Sempre me soou a voz de merceeira malvada. Carrancuda, modos grosseiros e sem sorrisos, D. Ma. fez parte dos meus medos de infância.
Como eu temia aquela mulher que arfando com todo o peso do seu corpo, se debruçava sobre o balcão lambendo os dedos para desfolhar os débitos. Enterrados na gordura esférica do seu rosto, assustavam-me os seus olhos negros espelhando cifrões de carvão, enquanto somava ágil as parcelas. Não errava um centavo. Como eu a detestava! Obrigava-me a ficar ali, à espera de vez. Eu, uma criança que obedecia a um recado de sua mãe. No meu silêncio, repetia e memorizava as duas ou três coisas da pequenina lista de mercearia enquanto apertava com força os escudos guardados numa das mãos. Nos dias quentes, evitava olhar para o prato de azeite pejado de moscas, esquecido a um canto. Revoltava-se o meu pequenino estômago e, o medo crescia a par daquele nojo, mas nunca desisti. Era o medo e ao mesmo tempo o desafio de o tentar superar. Os meus olhos rasavam o balcão alto de mármore encardido que suportava metade do peso pendido da sua dona e uma balança de esmalte branca. De um lado, o prato de aço, do outro, a base para os pesos. Tudo era pesado ao grama. Tudo era avulso e tudo se pagava.

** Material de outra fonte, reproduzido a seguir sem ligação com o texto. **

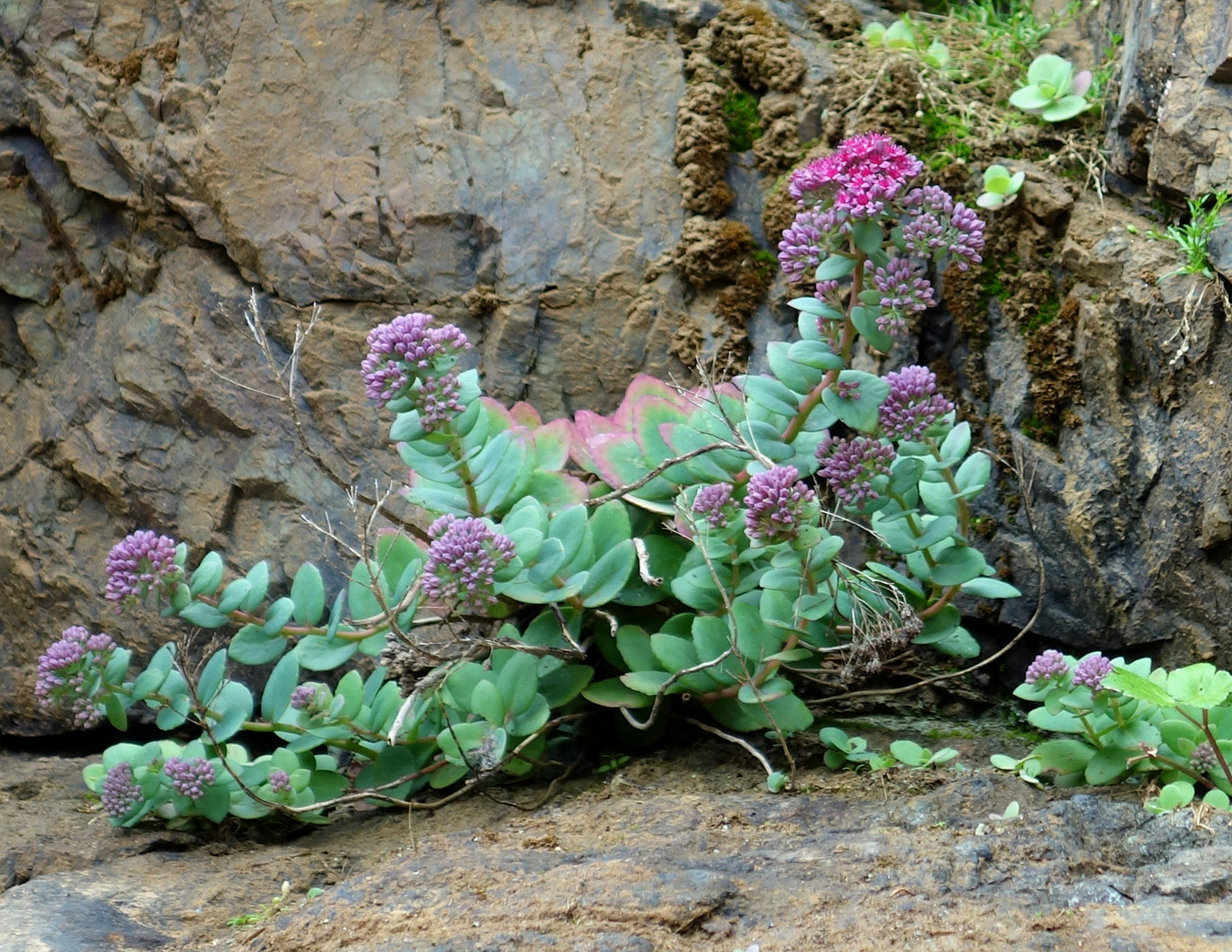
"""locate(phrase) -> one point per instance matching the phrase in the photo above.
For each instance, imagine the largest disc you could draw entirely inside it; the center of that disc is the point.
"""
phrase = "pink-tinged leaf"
(501, 417)
(526, 415)
(552, 445)
(620, 462)
(650, 415)
(557, 490)
(638, 388)
(586, 429)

O tempo foi passando, eu cresci e o medo desapareceu. D. Magna moderou os modos para poder competir com o minimercado ao lado da sua mercearia porque a inveja a corroía. Um dia, e ainda no século XX, os sorrisos apareceram naquela boca já velha. Quando esse dia chegou, nunca mais parou de sorrir e tudo ficou diferente. As portas fecharam-se e só se abriam para passeios de mão dada com uma espécie de ama. Arreganhava-se ao mundo sem saber porquê.
Do medo que eu senti em criança, apenas estas vagas recordações e a surpresa de um final inesperado. Jamais pensara que D. Ma. viria a conjugar um sorriso de louca e um porte sereno.